При доме своем. При землях даже, хотя ж на этие земли, царицею жалованные, я и глазом-то не глянула, а сие неправильно, ибо за всяким хозяйствием уход нужен, дабы не захирело оно.
Чего еще? Бабка чтоб прежнею стала? Станет. Вот пообживется, пообвыкнется, и выйдет из нея вся дурь боярская.

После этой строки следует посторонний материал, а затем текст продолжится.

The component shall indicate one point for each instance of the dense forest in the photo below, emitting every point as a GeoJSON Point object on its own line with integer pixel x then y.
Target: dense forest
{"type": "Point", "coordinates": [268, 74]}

Чтобы Арей… как-нибудь да сладится. Верю в него, и молюся, молитва вере не помеха.
Царевичи?
Даст Божиня, и у них все будет добре. Пусть даст. Не за себя прошу, я-то и так ныне сыром в масле, а что недруги — справлюсь. Мои-то беды — и не беды вовсе, так, огорчения. Пусть у них сойдутся пути-дорожки, пусть живы останутся, хватит уже горя, хватит черных бусин на рубахе Евстигнеевой, хватит и боли Еське, которую он за весельем своим прячет. И с братьев-двойнят. Воли бы Елисею… отчего-то мнится, не станет он волком-людожором. Пусть не станет, пусть ослабнет кольцо над сердцем, а волчья дикая натура покорится разуму человеческому.
Кирею свободы.
Не ему одному.
И остальным, чего прошено будет, пусть исполнится да во благо. Раз уж ныне день особый, женский, так неужто не услышит Божиня?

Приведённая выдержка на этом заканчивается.